Komisi B DPRD Jateng Godog Raperda Pertokoan
Keberadaan pasar tradisional terancam oleh menjamurnya pendirian toko modern atau supermarket.
Pertokoan itu muncul dan tumbuh di kota-kota besar bahkan yang berbentuk miini market juga sudah tumbuh di pelosok pedesaan.
Karena itu perlu dilakukan penataan melalui regulasi dalam bentuk peraturan yang jelas, agar pelaksanaan di lapangan tidak menimbulkan permasalahan.
“Melihat fenomena yang terjadi dan adanya permasalahan yang muncul di beberapa daerah perlu kiranya Pemprov Jawa Tengah membuat aturan dalam bentuk Perda tentang penataan dan pembinaan pasar tradisional, pusat perbelanjaan dan toko modern, agar keberadaannya tidak merugikan dan mematikan pedagang kecil di sekitarnya,” kata Sekretaris Komisi B DPRD Jateng H Yahya Haryoko S.Pd kepada wartawan, di Semarang.
Terkait masalah tersebut Komisi B beberapa waktu lalu telah menetapkan untuk mengajukan usul inisiatif tentang raperda tersebut. Pijakannya adalah Peraturan Presiden RI No 112 tahun 2007 tentang penataan dan pembinaan pasar tradisional, pusat perbelanjaan dan toko modern.
Kedua, Peraturan menteri perdagangan RI NO 53/M/Dag/Per/XII/2008 tentang pedoman penataan dan pembinaan pasar tradisional, pusat perbelanjaan dan toko modern. Adapun materi dan isi perda tersebut sesuai dengan peraturan dan undang-undang yang berlaku akan mengatur hal-hal antara lain tentang pendirian pusat perbelanjaan atau toko modern (swalayan/supermarket) harus memenuhi persyaratan perundanng-undangan dan harus melakukan analisa terlebih dahulu terhadap kondisi sosial masyarakat, keberadaan pasar tradisional dan UMKM yang berada di wilayah bersangkutan.
“Selain itu, pendirian toko mini market wajib memperhatikan keberadaan pasar tradisional dan warung/toko diwilayah sekitar yang lebih kecil daripada minimarket tersebut dan diutamakan ijin pendiriannya kepada pelaku usaha yang domisilinya sesuai dengan lokasi minimarket yang didirikan.

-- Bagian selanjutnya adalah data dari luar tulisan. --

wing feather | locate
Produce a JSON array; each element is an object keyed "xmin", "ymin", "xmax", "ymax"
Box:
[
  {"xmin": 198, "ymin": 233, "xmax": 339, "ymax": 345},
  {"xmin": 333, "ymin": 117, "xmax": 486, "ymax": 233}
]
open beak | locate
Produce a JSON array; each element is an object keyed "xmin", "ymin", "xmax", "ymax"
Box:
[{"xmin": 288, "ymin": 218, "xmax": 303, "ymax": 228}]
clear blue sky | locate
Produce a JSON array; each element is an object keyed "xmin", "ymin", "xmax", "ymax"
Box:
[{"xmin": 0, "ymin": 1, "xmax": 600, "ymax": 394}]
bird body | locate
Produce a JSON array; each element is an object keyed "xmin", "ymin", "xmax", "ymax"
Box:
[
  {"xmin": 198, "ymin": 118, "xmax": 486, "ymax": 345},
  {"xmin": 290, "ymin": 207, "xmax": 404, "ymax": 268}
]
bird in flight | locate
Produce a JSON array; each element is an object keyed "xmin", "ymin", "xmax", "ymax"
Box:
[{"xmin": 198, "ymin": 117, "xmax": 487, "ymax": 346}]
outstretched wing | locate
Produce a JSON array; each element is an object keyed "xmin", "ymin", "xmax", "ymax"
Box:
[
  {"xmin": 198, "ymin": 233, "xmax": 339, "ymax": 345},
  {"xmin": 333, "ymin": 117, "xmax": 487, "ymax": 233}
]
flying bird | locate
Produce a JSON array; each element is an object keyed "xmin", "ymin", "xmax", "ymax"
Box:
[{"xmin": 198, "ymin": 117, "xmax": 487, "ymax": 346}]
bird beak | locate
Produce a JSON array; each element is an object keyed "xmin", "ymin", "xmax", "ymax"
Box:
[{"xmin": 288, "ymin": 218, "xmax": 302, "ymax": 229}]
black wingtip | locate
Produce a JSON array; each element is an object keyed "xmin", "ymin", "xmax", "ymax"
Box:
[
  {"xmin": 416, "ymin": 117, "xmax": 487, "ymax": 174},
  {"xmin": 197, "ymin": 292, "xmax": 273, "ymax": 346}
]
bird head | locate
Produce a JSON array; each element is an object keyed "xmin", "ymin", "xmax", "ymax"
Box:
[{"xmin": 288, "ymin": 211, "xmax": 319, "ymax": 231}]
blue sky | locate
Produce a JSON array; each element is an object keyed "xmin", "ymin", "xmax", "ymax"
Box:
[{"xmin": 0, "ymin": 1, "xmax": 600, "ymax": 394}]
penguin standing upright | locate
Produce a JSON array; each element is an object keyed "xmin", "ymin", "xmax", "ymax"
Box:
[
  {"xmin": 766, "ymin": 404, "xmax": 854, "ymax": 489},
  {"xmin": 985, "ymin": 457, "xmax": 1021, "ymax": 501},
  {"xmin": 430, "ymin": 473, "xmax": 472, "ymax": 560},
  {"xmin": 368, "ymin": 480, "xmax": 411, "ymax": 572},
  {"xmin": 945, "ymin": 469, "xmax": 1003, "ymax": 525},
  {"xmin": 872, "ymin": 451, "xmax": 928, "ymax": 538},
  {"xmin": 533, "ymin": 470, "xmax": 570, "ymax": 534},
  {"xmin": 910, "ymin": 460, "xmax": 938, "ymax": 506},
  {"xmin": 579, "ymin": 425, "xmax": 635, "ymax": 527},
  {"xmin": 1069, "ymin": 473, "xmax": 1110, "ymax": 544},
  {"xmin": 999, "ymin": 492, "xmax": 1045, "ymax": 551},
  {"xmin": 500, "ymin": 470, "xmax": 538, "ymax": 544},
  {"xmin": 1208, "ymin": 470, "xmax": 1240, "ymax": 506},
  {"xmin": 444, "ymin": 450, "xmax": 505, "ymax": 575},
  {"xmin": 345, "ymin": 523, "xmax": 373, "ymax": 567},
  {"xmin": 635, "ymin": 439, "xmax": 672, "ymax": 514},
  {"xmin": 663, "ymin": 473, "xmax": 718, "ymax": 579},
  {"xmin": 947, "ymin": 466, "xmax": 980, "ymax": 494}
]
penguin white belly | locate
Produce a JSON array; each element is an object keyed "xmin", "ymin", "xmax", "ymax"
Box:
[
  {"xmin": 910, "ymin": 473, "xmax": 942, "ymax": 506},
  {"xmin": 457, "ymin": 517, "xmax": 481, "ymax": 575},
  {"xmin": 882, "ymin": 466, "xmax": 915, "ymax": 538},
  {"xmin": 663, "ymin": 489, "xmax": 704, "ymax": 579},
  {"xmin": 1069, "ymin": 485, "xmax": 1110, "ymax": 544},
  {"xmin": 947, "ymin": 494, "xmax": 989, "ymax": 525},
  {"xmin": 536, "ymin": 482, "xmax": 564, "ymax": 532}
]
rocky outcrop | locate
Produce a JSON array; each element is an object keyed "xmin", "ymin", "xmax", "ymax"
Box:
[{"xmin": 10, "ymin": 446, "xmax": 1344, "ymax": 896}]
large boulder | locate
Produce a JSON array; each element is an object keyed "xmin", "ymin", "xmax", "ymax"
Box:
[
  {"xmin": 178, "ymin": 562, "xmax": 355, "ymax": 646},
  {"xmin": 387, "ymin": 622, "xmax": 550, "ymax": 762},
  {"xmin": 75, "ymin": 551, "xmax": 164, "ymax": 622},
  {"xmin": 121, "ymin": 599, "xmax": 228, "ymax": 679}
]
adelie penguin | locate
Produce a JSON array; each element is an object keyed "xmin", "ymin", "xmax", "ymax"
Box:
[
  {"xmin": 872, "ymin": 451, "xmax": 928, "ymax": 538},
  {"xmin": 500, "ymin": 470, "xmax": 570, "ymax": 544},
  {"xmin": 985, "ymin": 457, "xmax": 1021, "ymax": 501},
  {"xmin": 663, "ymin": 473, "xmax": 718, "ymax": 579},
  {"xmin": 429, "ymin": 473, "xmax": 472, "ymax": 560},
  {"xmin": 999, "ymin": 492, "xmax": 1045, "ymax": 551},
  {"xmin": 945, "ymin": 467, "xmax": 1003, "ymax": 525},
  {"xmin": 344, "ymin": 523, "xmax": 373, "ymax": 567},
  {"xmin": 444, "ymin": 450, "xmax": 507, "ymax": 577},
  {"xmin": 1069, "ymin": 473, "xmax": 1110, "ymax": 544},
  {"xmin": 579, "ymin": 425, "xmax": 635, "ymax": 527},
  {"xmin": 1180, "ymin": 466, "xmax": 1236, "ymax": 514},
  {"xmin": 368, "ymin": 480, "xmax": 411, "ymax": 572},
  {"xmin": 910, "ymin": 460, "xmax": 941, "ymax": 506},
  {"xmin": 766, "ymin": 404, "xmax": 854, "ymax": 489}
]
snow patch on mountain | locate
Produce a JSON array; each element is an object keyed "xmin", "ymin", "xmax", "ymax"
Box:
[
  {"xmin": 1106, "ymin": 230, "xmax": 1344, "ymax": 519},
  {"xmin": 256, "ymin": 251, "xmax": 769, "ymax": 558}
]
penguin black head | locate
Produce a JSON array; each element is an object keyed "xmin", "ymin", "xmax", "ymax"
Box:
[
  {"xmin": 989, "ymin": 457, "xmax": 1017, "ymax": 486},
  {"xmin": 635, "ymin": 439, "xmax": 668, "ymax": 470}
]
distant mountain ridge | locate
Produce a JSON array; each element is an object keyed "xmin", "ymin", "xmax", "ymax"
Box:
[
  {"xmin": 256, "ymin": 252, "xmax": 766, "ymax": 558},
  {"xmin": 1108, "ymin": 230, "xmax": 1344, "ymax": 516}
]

Perijinan toko modern, pasar swalayan dan minimarket bersifat khusus dengan syarat dan ketentuan tertentu. Toko modern juga dilarang promosi penjualan barang kebutuhan pokok masyarakat dengan harga lebih murah dibandingkan dengan harga pasar tradisional terdekat,” lanjutnya.
Yahya menjelaskan hingga kini usulan hak inisiatif raperda tentang penataan dan pembinaan pasar tradisional, pusat perbelanjaan dan toko modern, dalam proses pengusulan ke pimpinan dewan. Seluruh anggota Komisi B ikut menandatangani raperda tersebut.